# Fetch Playlists from Spotify API

In [1]:
import json
import spotipy
from spotipy.oauth2 import SpotifyClientCredentials
from tqdm import tqdm
from multiprocessing.pool import ThreadPool

## Load Data

In [2]:
# Load data from spotify links
with open('../data/spotify_links.json') as f:
    data = json.load(f)
    links = list(data.items())

# Links consists of tuples of (genre, link)
print('Example:', links[0])

Example: ('italian violin', 'spotify:playlist:6Vf6P26sYyUqljb9e8Jy5b')


In [3]:
SPOTIPY_CLIENT_ID = "f96a1f0e67bf41afa9c09b2da29d8c7c"
SPOTIPY_CLIENT_SECRET = "3c726b5c74c643de83771882afc67d2f"

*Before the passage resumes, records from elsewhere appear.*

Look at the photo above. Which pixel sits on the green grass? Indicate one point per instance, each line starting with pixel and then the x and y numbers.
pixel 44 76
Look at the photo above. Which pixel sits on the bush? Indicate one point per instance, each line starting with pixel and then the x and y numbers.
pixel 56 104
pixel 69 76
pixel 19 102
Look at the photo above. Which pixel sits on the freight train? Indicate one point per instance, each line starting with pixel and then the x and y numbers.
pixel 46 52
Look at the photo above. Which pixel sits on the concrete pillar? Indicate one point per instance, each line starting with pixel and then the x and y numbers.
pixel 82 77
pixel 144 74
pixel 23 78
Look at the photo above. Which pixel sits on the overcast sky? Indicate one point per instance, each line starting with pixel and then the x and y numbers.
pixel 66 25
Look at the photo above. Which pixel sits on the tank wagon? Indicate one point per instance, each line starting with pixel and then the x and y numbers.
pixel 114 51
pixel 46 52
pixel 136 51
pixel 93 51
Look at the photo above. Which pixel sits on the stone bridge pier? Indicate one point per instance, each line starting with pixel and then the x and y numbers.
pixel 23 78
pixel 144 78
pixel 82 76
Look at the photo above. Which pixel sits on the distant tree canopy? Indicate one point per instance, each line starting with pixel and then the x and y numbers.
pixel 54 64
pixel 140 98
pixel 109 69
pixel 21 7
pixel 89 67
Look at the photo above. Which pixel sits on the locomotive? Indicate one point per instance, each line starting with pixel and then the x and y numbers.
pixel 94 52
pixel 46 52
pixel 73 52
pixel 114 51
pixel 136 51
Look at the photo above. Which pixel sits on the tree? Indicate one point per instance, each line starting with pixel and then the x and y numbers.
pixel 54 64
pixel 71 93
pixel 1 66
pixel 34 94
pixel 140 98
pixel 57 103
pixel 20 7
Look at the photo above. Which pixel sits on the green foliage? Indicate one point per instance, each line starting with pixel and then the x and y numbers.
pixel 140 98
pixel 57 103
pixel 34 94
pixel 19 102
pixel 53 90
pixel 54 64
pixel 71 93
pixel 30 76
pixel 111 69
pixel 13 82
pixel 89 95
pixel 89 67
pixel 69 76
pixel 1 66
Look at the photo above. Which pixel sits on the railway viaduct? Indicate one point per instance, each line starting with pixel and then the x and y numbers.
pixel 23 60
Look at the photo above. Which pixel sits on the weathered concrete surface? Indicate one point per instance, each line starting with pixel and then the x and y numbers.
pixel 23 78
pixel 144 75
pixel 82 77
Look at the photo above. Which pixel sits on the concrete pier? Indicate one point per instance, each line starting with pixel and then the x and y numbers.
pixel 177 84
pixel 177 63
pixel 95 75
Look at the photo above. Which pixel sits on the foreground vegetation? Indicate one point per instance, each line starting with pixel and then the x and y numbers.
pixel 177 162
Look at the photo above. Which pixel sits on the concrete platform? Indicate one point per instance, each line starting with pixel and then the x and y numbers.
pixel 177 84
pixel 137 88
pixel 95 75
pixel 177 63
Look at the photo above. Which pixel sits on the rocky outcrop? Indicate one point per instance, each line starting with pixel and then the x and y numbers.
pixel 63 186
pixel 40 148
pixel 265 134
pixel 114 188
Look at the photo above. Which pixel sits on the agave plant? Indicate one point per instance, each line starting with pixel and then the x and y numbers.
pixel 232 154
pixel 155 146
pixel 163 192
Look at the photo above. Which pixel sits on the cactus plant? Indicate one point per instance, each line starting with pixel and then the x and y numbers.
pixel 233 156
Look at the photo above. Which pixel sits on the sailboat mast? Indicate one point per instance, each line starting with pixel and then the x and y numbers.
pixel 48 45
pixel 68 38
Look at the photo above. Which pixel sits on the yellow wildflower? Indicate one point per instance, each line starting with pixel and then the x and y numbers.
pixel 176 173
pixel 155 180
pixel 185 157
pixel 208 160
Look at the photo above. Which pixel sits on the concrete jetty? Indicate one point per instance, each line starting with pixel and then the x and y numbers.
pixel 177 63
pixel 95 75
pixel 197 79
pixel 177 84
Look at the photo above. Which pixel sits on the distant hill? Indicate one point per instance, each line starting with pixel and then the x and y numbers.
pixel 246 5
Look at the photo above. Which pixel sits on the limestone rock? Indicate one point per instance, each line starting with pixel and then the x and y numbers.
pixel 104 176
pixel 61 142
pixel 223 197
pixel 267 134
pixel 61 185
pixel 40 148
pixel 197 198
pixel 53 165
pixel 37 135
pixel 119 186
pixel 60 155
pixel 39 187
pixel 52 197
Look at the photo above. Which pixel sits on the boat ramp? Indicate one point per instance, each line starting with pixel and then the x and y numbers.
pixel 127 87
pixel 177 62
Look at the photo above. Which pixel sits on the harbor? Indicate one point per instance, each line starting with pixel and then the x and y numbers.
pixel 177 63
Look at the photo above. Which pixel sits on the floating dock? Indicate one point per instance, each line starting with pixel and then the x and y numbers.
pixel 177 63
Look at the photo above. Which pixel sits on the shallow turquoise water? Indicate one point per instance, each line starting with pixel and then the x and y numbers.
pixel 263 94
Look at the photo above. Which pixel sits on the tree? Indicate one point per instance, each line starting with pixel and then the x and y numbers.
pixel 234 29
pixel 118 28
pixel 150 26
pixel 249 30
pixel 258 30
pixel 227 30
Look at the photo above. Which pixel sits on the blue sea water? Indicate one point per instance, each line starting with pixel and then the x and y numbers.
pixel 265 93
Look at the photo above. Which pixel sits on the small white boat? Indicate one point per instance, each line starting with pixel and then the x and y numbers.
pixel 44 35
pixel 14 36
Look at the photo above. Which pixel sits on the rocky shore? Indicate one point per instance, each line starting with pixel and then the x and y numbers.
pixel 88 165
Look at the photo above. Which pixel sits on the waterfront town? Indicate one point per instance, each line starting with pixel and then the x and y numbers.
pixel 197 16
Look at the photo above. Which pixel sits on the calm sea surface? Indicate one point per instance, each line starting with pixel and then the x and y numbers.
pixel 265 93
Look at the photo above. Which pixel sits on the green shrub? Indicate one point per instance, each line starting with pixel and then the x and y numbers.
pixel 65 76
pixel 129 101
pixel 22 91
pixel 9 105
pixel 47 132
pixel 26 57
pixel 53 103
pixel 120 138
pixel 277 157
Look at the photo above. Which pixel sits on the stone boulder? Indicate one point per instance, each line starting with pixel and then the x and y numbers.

spotify = spotipy.Spotify(
    client_credentials_manager=SpotifyClientCredentials(SPOTIPY_CLIENT_ID,SPOTIPY_CLIENT_SECRET),
    requests_timeout=5)

In [4]:
# Fetch playlists by batch

def getPlaylist(links, playlists, failures, threadName):
    with tqdm(total=len(links), position=1, desc=threadName) as pbar:
        for i in range(len(links)):
            try:
                playlist = spotify.playlist(links[i][1])
                playlists.append(playlist)
            except:
                failures.append(links[i][0])
            if(i > 0 and (i+1) % 200 == 0):
                pbar.update(500)
            elif(i == len(links) - 1):
                pbar.update(len(links) % 200)

In [5]:
#Divide links into 6 chunks
chunk_indices = []

for i in range(0, len(links) - len(links) % 1000, 1000):
    chunk_indices.append((i, i + 1000))

chunk_indices.append((len(links) - len(links) % 1000, len(links)))

In [9]:
#Create a list of the playlists
playlists = []
failures = []

#Begin thread pool
pool = ThreadPool(len(chunk_indices))

#Thread creations, each thread runs on a chunk of links
for t in range(len(chunk_indices)):
    pool.apply_async(getPlaylist, args=(links[chunk_indices[t][0]: chunk_indices[t][1]], playlists, failures, "Thread {}".format(t+1)))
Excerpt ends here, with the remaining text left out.